Хаим слушал спокойно, а толстяк все больше горячился. Подходили люди, привлеченные шумным разговором. А любопытству людей здесь не было границ, для иммигрантов из европейских стран все здесь было ново, непонятно и загадочно: странные, забытые обычаи, и допотопные, много столетий назад утратившие свой смысл ритуалы, и древний, как мир, язык иврит, на котором разговаривали местные жители и некоторые из прибывших. Особый интерес, естественно, вызывали перспективы жизни на «земле обетованной». Об этом толковали с утра до ночи.
— Посмотрите на этого холуца, — обратился к собравшимся вокруг него людям толстяк ювелир. — Фантазер! Идеалист! «Кибиточку» придумал… Один сортир в моем доме в Варшаве я бы не отдал за все эти вместе взятые дырявые шатры и вон те карточные балаганы! Но теперь в Варшаву пришел Гитлер, чтоб он уже один раз околел, и потому я должен ютиться в этой поганой кибиточке!
Ойя с тревогой следила за каждым движением толстяка. Ее беспокоило, что человек, который до сих пор неплохо относился к ним, почему-то теперь наскакивает на Хаима, как петух, и о чем-то возбужденно говорит.
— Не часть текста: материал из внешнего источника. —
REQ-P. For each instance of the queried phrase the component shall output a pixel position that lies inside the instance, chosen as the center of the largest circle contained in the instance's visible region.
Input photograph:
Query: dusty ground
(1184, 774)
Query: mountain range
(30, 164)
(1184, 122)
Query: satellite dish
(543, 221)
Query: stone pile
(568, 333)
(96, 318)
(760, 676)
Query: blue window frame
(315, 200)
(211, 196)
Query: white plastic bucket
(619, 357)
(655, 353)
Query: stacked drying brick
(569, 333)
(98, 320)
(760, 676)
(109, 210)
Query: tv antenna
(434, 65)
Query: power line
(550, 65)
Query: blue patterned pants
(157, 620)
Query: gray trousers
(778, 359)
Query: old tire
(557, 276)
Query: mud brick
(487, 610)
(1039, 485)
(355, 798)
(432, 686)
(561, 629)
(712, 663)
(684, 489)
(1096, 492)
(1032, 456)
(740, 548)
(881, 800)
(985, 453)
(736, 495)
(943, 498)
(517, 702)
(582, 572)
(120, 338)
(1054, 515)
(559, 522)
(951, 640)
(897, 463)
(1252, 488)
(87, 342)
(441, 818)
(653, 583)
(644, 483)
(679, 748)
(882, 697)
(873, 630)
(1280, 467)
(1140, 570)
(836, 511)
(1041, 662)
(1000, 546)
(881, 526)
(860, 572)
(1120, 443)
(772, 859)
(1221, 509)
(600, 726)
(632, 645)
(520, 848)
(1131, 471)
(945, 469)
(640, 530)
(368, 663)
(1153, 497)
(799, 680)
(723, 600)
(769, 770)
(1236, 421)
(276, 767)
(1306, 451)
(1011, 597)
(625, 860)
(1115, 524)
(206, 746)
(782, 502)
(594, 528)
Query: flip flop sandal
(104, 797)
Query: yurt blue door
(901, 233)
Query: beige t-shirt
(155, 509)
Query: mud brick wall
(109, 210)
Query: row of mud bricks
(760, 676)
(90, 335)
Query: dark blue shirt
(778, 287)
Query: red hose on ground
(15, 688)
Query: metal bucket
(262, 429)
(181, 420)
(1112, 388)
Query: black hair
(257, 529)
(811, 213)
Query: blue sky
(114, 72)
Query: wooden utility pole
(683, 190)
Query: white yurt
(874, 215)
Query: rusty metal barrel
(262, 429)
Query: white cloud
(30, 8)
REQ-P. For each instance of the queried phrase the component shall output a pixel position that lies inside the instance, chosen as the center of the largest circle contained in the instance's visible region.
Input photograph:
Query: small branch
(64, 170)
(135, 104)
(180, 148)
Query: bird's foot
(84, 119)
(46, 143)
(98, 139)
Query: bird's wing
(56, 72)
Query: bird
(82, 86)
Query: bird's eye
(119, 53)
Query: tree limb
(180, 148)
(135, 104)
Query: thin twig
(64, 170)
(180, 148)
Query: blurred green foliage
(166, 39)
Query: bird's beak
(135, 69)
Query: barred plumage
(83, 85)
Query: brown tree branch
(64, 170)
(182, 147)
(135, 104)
Хаим заметил это и, встречаясь с Ойей взглядом, всякий раз улыбался, давая понять, что ничего дурного не происходит. Однако улыбки Хаима выводили из себя толстяка, и он ожесточенно продолжал размахивать руками, с пеной у рта доказывать правоту своих суждений.
Его прервал какой-то паренек, облаченный во все черное: блестящий кафтан и большую круглополую, изрядно вылинявшую шляпу:
— Благоверный еврей должен все воспринимать терпеливо… На все ведь божья воля!
Прищурив глаза, толстяк искоса высокомерно глянул на бледно-восковое лицо парня.